Внутри было тихо. Относительно. В кухне стандартно колбасило холодильник «Океан». Он дребезжал, как престарелый барахольщик — кем он на самом деле и был — и подпрыгивал в высоту. Он у меня всегда такой аэробикой занимался. Я-то привык, а вот соседи, бывало, жаловались.
— Что это? — спросил Балабанов. Спросил явно для галочки, потому что со спортивными достижениями отечественных холодильников хорошо знакомы все отечественные граждане. Поэтому я и ответил — тоже для галочки:
— А это там страда уборочная в разгаре. Слышишь, как комбайны шумят да комбайнеры матерятся? В закрома молотят, натурально.
— Похоже, никого нет, — вздохнул Балабанов. Горько так вздохнул. Я не удивился — может, отличиться хотел, подвиг геройский совершить, на новую звездочку заработать. А тут такой крутой облом.
— Не переживай, — утешил я его. — Пьянка только началась. Может, еще припрутся.
— Войдем?
Нет, блин! Под дверью жить останемся! Костер разведем, комаров нажарим — не пропадем, в общем! У Балабанова в голове явно отсутствовал какой-то винтик-шпунтик.
Я отпер дверь и шагнул в темноту коридора. Щелкнул выключателем и почувствовал позвоночником какую-то твердую неприятность в районе левой почки. И голос Балабанова объяснил, что это была за неприятность — чтобы, значится, я в догадках не потерялся:
— Это пистолет, Мешковский. Конечно, не такой крутой, как тот, который ты нашел, не ТТ. Ну, так ведь и ты его не нашел, правда? Я к чему клоню? Мы покопаемся, пробьем его по базе, и все равно на тебя что-нибудь повесим. Посмертно.

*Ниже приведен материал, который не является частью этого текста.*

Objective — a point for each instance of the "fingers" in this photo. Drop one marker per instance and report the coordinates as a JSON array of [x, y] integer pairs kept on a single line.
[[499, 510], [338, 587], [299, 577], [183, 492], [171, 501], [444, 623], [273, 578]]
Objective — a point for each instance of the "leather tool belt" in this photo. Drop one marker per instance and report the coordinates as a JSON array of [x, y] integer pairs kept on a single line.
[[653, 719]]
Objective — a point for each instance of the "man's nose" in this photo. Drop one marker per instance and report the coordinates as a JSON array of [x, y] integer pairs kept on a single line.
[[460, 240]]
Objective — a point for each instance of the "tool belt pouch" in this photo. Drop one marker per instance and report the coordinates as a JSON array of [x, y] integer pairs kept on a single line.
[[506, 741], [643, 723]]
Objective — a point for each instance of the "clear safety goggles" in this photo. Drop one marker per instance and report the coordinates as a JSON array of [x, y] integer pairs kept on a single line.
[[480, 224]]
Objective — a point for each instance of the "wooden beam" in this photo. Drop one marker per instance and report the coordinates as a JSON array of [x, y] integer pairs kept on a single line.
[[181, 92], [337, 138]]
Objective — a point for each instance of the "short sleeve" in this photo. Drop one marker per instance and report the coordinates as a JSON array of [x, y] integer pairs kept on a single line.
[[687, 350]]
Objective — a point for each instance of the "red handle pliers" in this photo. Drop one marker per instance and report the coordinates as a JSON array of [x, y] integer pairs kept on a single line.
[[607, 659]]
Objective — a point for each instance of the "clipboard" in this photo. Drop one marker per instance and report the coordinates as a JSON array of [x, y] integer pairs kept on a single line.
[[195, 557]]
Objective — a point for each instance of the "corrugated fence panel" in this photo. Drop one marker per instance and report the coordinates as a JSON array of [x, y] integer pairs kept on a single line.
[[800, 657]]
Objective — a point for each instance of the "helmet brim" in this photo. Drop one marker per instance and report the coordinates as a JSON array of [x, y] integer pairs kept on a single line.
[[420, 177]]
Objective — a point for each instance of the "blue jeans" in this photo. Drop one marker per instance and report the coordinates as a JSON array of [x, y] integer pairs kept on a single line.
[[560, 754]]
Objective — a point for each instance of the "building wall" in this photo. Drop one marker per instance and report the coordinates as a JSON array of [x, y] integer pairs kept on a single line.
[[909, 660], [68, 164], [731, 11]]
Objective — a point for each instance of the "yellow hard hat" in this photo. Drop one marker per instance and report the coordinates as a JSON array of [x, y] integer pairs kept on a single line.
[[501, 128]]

— Ни хрена не понял, — честно признался я, на всякий случай сделав «хенде хох».
— Видишь, как все хорошо продумано! Даже ты, умный, как колобок, ничего не понял.
— Так ты не за наших? — допускаю, что мой голос звучал до невозможности глупо, но я себя именно так и ощущал.
— Нет, не за ваших, — Балабанов ткнул меня в спину посильнее. — Ты проходи, не стесняйся. В кухню проходи, я кушать хочу. Я вообще ни за чьих. Потому что мне моя рубашка дороже. Пистон пообещал заплатить за тебя пятнадцать штук зелеными. Глупо отказываться от такого подарка, правда?
— Хорош подарок!
— Пятнадцать штук за пару выстрелов? Конечно, подарок. Мне еще никогда столько не дарили.
— Запачкаться не боишься? — ехидно спросил я, имея в виду его любимый костюмчик, который — гадом буду! — специально заляпаю кровью. Пусть Балабанова от огорчения удар хватит.
Однако он неожиданно истолковал вопрос по-своему:
— Брось, Мешковский! Такие дела всегда лучше делать самому. Потому что на других надежды нет. Что, мне тебя в пресс-хату нужно было совать? А где гарантия, что тебя там кончат? Нет такой гарантии. Кому охота мокруху на себя брать? Так что я, Мешковский, все умнее сделал. Ты сейчас, небось, голову ломаешь, почему тебя отпустили, хотя ты чуть человека на тот свет не отправил. А ты ни в кого этой ночью не стрелял! Зато бандитов задержал и врагов себе нажил — мама, не горюй. Почти всех в плен взял. Только один сумел скрыться. А потом выследил тебя — и застрелил. Чуешь, на что намекаю-то? Пистолет-то у меня из тех самых. Сегодня ночью его изъяли. Только оформить не успели. Так что будешь ты, Мешковский, жертвой неизвестного бандита. А я гарантированно получу свои пятнадцать штук.